My active sites that I have, are always kept up to date, as I’m in there a lot; but I do have a few that I have setup, but for a variety of reasons, haven’t been to in awhile… they too will be getting checked.

This was a stealth hack – there wasn’t any obvious issues, other than the weird characters in the titles. My home page wasn’t hijacked redirecting site visitors to another site or anything like that. They inserted their code for hidden backlinks directly within posts and pages.

So learn from my experience; go right now today, and do these things to protect your web sites from being hacked.

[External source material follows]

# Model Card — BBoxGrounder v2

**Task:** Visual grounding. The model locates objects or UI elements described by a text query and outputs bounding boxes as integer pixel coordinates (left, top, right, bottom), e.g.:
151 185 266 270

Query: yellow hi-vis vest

Hack Prevention Action Steps

  1. Change your password.  This is critically important! I started using Roboform a few months ago. I absolutely love it, as I can use really long, difficult passwords and it stores those securely for me.
  2. Remove any themes and plugins that you are not actively using. If you want to log into your site via FTP and download those to save them to your computer for future use – that’s fine; but then delete every single one that you do not have activated and are not using.
  3. Update your WordPress installation to the latest version. I highly recommend using the WP Automatic Upgrade Plugin to make this process complete. It will do all the required steps for you (i.e. backing up your files and database, downloading the latest WordPress version, deactivating plugins, puts the site in maintenance mode, installs/upgrades, reactivates plugins and removes site from maintenance mode). The built-in upgrade function within WordPress will upgrade your installation to the latest version, but even it fails to do all the steps that WordPress themselves recommends when upgrading your site.  I have no clue why they would offer a built-in function that doesn’t do everything it should – so get the WP Automatic Upgrade plugin and problems solved.
  4. Upgrade any plugins and your WordPress theme, if an update is available. After you’ve upgraded your WordPress install to version 3+, you’ll find the Updates area under the Dashboard tab in the left column. Click that to see if you have any plugins and/or themes that need upgrading. Yep, the 3+ version of WordPress will upgrade your plugins and your themes! Sa-weet!
  5. One final bit of advice:  check the Users that are registered for your site to make sure that there are no questionable users registered. I personally have the registration feature turned off on my blogs, so no one can register. I do know that on my hacked blog, at one time, I did have that feature turned on and I saw several user accounts listed and that could have been one possibly way they gained access to my site. (I deleted all user accounts except for my own). So if you do not have need of folks registering on your site, then turn off that function within your settings and thoroughly check any registered user accounts for your blog, paying particular attention to what their permission/user level settings are.

 

That’s it. Again, I’m clearly not perfect and let one of my sites slip into dormant status and the result was I left it open and vulnerable and a hacker got in. So when I talk about WordPress security, and the steps needed to protect your blog, you know that I have first-hand experience. 😉

To YOUR Success,

P.S.Have you ever had your blog hacked? What did you have to do to fix it?